Quella donna mi aveva sfruttata fin dall'inizio! Anche lei voleva che io morissi, piagnucolai dentro di me. Mi sentivo così stupida e ingenua.

«Non è come pensi», cercò di dire, osservando la mia espressione semplice da decifrare.

«Ah no?» gridai quasi. «Mi hai ingannata, fin dall'inizio! Ora vuoi uccidermi?» domandai retorica, indicandomi. «Mi spiace, credo dovrai metterti in lista d'attesa!» Quello era un tradimento, un vero e proprio tradimento. «Adesso basta, andrò al castello e porrò fine a questa storia», ringhiai, alzandomi e scansando bruscamente il piatto di uova fumante di fronte a me.

«Non credo sia una buona idea», propose, ma il tono della sua voce era piatto.

«Scommetto che c'è una taglia sulla mia testa!» Se ci fosse stata davvero non mi sarei sorpresa più di tanto.

«Sciocca ragazzina... appena varcherai la soglia di quel castello, il tuo destino sarà irrimediabilmente segnato», mi urlò, mentre mi accingevo a raggiungere l'uscita del locale. Nel frattempo, i commensali avevano ripreso le loro attività.

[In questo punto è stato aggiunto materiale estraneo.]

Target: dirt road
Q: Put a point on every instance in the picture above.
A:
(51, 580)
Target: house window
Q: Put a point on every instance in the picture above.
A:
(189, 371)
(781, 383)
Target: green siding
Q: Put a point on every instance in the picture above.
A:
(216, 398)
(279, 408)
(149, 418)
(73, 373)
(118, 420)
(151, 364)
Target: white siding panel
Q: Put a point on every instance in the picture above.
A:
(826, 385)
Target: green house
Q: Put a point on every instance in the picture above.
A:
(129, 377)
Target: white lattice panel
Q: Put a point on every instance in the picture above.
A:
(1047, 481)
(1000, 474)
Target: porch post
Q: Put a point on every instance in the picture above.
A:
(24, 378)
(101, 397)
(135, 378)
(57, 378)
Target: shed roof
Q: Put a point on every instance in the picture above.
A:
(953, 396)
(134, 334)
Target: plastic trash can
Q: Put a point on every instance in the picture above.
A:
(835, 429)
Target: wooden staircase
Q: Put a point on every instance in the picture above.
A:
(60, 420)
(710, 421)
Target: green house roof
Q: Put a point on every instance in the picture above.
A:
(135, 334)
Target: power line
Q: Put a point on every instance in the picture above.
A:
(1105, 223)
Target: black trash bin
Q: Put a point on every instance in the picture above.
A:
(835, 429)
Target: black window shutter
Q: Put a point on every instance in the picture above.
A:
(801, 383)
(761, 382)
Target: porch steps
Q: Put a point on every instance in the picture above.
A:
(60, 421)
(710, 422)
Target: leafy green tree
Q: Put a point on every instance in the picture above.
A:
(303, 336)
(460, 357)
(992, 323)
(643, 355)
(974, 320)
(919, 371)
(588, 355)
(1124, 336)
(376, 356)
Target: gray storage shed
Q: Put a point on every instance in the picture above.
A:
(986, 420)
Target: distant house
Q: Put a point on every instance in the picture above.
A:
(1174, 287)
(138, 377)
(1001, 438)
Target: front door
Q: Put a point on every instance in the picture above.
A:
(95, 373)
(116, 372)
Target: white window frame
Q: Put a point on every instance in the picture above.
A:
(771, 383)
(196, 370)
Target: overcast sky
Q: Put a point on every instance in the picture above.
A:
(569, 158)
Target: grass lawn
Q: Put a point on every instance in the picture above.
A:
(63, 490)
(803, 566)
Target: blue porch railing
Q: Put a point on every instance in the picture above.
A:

Mi bloccai sulla soglia della porta. «Che cosa significa?» domandai, rimanendo immobile a fissare un punto nel vuoto di fronte a me.

«Se entrerai lì dentro... ucciderai Anne, la tua amica».

Mi voltai scioccata, fissandola con gli occhi sgranati. «Lei non esiste ancora», sussurrai, avvicinandomi sicura a lei.

Piegò le sue labbra all'insù, cucendole in un forzato sorriso. «Tu credi?» domandò, come se fosse una paziente maestra e io la sua alunna. «Anne Curtis, sorella di uno dei lord più influenti della zona, seconda erede della sua famiglia. Per chi mi hai preso, per una sprovveduta?» domandò con stizza, facendo ticchettare le dita arcuate sopra il bancone di legno corroso. Alzò le sopracciglia fini, dando vita a una probabile espressione sorpresa: la sua pelle era tesa, sembrava più giovane di quello che in realtà era. Quanti anni aveva? Sessanta, settanta?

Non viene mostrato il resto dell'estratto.